2: eth0: <BROADCAST,MULTICAST,UP,LOWER_UP> mtu 9001 qdisc mq state UP group default qlen 1000
inet 10.0.94.67/19 brd 10.0.95.255 scope global dynamic eth0
...
bastion$ ip route show | grep default
default via 10.0.64.1 dev eth0
bastion$ cat /proc/sys/net/ipv4/ip_forward
1
Затем я добавил два правила NAT:
bastion# iptables -t nat -A PREROUTING -i eth0 -p tcp --dport 5432 -j DNAT --to-destination 10.0.122.220
bastion# iptables -t nat -A POSTROUTING -o eth0 -p tcp --dport 5432 -d 10.0.122.220 -j SNAT --to-source 10.0.94.67
bastion# iptables -v -t nat -L -n
Chain PREROUTING (policy ACCEPT 0 packets, 0 bytes)
pkts bytes target prot opt in out source destination
0 0 DNAT tcp -- eth0 * 0.0.0.0/0 0.0.0.0/0 tcp dpt:5432 to:10.0.122.220
Chain INPUT (policy ACCEPT 0 packets, 0 bytes)
pkts bytes target prot opt in out source destination
Chain OUTPUT (policy ACCEPT 443 packets, 32660 bytes)
pkts bytes target prot opt in out source destination
Chain POSTROUTING (policy ACCEPT 443 packets, 32660 bytes)
pkts bytes target prot opt in out source destination
0 0 SNAT tcp -- * eth0 0.0.0.0/0 10.0.122.220 tcp dpt:5432 to:10.0.94.67
Но я все еще не могу подключиться к экземпляру RDS с помощью SSH-туннелирования:
my-machine$ ssh -v -NL 5432:10.0.94.67:5432 -i my-key ec2-user@10.0.94.67
debug1: Connection to port 5432 forwarding to 10.0.94.67 port 5432 requested.

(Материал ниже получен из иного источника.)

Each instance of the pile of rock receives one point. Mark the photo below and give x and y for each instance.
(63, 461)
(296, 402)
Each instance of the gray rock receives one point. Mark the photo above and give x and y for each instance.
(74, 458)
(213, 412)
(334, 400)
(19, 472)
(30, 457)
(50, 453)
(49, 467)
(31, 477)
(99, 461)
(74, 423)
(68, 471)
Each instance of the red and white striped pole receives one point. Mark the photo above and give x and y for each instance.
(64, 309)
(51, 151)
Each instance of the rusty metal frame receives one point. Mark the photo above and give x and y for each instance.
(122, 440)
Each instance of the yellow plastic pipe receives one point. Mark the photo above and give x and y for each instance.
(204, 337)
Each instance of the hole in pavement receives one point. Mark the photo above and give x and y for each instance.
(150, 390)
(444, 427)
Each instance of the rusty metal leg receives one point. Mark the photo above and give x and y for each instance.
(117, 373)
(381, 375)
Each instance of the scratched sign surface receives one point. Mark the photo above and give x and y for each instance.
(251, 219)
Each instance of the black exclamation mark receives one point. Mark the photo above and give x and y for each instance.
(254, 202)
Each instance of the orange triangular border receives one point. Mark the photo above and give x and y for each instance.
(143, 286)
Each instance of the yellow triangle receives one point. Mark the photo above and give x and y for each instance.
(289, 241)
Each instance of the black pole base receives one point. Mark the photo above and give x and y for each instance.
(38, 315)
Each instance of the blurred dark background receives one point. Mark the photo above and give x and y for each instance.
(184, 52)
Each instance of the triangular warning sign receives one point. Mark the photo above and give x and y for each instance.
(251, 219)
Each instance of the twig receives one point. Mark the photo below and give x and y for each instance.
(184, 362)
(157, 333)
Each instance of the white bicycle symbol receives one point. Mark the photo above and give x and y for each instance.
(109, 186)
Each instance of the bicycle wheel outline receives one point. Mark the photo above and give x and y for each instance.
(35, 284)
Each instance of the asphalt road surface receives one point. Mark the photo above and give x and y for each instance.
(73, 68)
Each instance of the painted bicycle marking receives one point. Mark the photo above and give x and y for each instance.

debug1: channel 2: new [direct-tcpip]
channel 2: open failed: connect failed: Connection refused
debug1: channel 2: free: direct-tcpip: listening port 5432 for 10.0.94.67 port 5432, connect from 127.0.0.1 port 57447 to 127.0.0.1 port 5432, nchannels 3
debug1: Connection to port 5432 forwarding to 10.0.94.67 port 5432 requested.
debug1: channel 2: new [direct-tcpip]
channel 2: open failed: connect failed: Connection refused
debug1: channel 2: free: direct-tcpip: listening port 5432 for 10.0.94.67 port 5432, connect from 127.0.0.1 port 57448 to 127.0.0.1 port 5432, nchannels 3
... keeps repeating the above
Что я могу подтвердить, так это то, что RDS запущен, работает и отвечает, и хост-бастион имеет к нему доступ, поскольку с помощью следующего туннеля SSH я могу подключиться к базе данных:
my-machine$ ssh -v -NL 5432:10.0.122.220:5432 -i my-key ec2-user@10.0.94.67
Что я пропустил? Как я могу решить эту проблему? Спасибо.
У меня такое чувство, что вы слишком усложняете вещи. Поскольку вы используете SSH для перенаправления соединения с базой данных, забудьте об iptables и NAT и просто используйте SSH для прямой пересылки на сервер базы данных:
Использование:
my-machine$ ssh -v -NL 5432:10.0.122.220:5432 -i my-key ec2-user@10.0.94.67
вместо того:
my-machine$ ssh -v -NL 5432:10.0.94.67:5432 -i my-key ec2-user@10.0.94.67
Объяснение, почему ваше решение НЕ работает: локально сгенерированный трафик НЕ проходит через цепочку PREROUTING таблицы NAT, поэтому он НЕ DNATted. Используйте таблицу OUTPUT для локально генерируемого трафика DNAT:
bastion# iptables -t nat -A OUTPUT -p tcp --dport 5432 -j DNAT --to-destination 10.0.122.220
Но, как я уже сказал, это слишком сложно. И вы также можете захотеть сопоставить адрес назначения в приведенном выше правиле, если решите его использовать.